Tief geblickt für verlässliche Diagnosen: Digitales Röntgen umfasst radiologische Verfahren, bei denen Röntgenbilder nicht mehr auf analogen Röntgenfilmen, sondern digital aufgenommen werden.

Auch im Zeitalter von Ultraschall und MRT sind Röntgenuntersuchungen immer noch unverzichtbarer Bestandteil der modernen bildgebenden Diagnostik.
Denn ein Bild sagt bekanntlich mehr als 1000 Worte.
Röntgenverfahren sind schnell und als Basisuntersuchung für die meisten Körperregionen geeignet.
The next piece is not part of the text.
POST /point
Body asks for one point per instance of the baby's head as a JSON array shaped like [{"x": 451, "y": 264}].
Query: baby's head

Die Methode eignet sich vor allem gut zur Abbildung von Knochen in Hinblick auf beispielsweise Frakturen (Knochenbrüche), Arthrose (Verschleiß), rheumatische Erkrankungen oder auch Tumoren. Daneben ist das Röntgen Basisdiagnostik zur Beurteilung der Lunge, insbesondere bei der Diagnose von bösartigen Lungentumoren, Lungenentzündungen oder chronischen Lungenerkrankungen.

Ultraschall (Sonographie)

Nicht hörbare Töne, die aufschlussreiche Bilder erzeugen: Bei einer Sonographie werden als bildgebendes Verfahren verschiedene Körperregionen mit Hilfe von Ultraschallwellen dargestellt. Ultraschall besteht aus Schallwellen mit Frequenzen, die oberhalb der Hörfrequenz von Menschen liegen und somit für sie nicht hörbar sind. Die Ultraschall-Untersuchung dient in vielen Bereichen zur Erstdiagnose von Erkrankungen, vor allem auch für den Bereich des Bauchraums sowie der Schilddrüse.